Sheila Sheth, MD ; John C. Scatarige, MD ; Karen M. Horton, MD ; Frank M. Corl, MS ; Elliot K. Fishman, MD
1 From the Department of Radiology, Johns Hopkins Hospital, 600 N Wolfe St, HAL B176D, Baltimore, MD 21287. Presented as an education exhibit at the 2000 RSNA scientific assembly. Received January 30, 2001; revision requested April 5 and received May 8; accepted May 16.
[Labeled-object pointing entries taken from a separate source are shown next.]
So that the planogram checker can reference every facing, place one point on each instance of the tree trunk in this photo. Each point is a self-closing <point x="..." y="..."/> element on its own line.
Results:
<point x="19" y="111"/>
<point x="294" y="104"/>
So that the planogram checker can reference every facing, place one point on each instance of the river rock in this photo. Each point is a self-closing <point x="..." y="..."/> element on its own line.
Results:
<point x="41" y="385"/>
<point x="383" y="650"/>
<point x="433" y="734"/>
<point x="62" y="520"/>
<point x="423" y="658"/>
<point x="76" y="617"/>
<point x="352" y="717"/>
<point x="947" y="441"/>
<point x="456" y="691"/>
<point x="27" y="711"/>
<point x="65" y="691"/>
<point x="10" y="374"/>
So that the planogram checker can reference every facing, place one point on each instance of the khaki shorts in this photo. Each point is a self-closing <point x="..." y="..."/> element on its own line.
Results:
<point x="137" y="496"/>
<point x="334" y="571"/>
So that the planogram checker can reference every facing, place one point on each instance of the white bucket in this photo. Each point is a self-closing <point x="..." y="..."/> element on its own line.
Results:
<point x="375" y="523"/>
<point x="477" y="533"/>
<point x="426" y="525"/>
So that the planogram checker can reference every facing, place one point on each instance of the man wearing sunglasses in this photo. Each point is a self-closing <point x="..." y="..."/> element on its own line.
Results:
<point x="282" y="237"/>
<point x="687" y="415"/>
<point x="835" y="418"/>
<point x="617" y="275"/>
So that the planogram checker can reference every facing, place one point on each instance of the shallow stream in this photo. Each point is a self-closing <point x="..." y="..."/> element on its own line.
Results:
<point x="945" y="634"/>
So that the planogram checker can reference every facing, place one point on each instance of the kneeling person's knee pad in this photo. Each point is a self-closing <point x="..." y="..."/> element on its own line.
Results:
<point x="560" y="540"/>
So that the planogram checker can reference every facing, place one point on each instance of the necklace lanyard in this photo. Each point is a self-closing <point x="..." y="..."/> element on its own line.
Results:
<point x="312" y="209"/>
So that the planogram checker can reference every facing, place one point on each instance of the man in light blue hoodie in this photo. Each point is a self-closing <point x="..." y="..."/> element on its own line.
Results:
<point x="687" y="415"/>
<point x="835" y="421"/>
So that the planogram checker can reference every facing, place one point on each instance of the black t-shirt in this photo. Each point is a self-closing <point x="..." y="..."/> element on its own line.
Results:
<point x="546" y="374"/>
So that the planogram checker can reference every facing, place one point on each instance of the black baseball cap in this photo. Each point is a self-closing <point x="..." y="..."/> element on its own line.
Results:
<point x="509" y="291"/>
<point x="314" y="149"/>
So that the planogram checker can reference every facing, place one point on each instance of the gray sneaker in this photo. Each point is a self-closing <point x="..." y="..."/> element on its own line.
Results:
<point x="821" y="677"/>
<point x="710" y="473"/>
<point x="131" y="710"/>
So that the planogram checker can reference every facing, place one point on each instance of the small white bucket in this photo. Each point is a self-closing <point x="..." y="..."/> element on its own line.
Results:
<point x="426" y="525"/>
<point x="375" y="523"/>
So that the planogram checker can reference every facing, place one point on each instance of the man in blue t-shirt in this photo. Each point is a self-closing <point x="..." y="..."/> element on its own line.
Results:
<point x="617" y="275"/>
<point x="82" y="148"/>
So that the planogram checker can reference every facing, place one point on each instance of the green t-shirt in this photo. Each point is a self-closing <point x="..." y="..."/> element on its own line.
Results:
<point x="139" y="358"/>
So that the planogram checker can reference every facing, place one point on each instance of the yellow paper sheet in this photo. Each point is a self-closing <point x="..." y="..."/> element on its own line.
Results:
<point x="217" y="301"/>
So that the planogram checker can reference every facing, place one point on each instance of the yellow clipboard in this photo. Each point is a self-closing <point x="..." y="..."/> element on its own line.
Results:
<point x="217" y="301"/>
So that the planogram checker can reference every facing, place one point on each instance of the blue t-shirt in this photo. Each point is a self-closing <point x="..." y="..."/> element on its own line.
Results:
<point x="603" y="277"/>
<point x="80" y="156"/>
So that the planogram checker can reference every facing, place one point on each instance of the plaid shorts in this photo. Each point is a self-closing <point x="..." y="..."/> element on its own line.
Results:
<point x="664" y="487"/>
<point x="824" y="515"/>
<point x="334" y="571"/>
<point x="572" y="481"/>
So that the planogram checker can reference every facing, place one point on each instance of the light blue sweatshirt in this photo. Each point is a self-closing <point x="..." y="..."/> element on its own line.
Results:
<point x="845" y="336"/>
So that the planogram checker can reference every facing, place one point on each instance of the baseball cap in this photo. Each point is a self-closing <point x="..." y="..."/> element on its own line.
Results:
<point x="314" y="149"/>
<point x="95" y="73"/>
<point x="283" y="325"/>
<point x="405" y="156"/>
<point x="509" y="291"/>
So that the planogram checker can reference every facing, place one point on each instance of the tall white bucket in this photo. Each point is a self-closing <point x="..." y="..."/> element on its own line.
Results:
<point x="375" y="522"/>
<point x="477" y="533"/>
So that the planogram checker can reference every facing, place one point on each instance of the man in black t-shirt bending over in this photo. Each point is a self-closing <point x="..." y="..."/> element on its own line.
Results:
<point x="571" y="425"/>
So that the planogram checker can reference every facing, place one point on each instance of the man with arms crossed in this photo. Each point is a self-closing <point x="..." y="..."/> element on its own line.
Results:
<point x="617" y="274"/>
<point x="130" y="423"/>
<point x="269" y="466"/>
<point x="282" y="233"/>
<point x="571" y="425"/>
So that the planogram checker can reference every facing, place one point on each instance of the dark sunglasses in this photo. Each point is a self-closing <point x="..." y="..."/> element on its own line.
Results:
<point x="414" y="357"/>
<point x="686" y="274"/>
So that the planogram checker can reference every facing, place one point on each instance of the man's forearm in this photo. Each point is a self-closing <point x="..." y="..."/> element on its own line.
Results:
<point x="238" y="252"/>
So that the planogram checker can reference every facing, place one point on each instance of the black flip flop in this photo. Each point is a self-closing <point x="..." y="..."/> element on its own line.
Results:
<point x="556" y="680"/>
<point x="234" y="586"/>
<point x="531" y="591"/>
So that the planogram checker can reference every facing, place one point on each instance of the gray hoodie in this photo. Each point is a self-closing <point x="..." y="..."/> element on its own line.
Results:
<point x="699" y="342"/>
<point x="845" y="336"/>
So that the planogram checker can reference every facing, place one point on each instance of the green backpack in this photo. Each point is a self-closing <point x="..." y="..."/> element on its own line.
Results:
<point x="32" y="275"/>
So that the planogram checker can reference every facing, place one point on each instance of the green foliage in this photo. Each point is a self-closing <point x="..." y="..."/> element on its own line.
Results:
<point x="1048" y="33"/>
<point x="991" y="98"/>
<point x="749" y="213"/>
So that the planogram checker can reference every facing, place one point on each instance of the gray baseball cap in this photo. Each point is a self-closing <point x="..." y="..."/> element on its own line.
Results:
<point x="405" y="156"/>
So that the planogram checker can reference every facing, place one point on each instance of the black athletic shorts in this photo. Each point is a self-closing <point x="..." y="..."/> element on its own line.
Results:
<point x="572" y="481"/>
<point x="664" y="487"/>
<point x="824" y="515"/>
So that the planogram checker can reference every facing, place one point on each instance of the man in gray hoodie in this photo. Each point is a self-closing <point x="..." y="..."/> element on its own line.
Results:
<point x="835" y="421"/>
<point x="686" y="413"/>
Renal cell carcinoma is the most common primary tumor of the kidney, with more than 30,000 new cases diagnosed in the United States each year. With the widespread use of cross-sectional imaging, many tumors are detected incidentally. Single- and multidetector computed tomography (CT) have helped refine the diagnostic work-up of renal masses by allowing image acquisition in various phases of renal enhancement after intravenous administration of a single bolus of contrast material. The scanning protocol should include unenhanced CT followed by imaging during the corticomedullary and nephrographic phases of enhancement. The nephrographic phase is the most sensitive for tumoral detection, while the corticomedullary phase is essential for imaging the renal veins for possible tumoral extension and the parenchymal organs for potential metastases. Knowledge of the tumoral stage at the time of diagnosis is essential for prognosis and surgical planning. The accuracy of CT for staging has been reported to reach 91%, with most staging errors related to the diagnosis of perinephric extension of tumor. Three-dimensional CT provides the urologist with an interactive road map of the relationships among the tumor, the major vessels, and the collecting system. This information is particularly critical if the tumor extends into the inferior vena cava and if nephron-sparing surgery is being planned.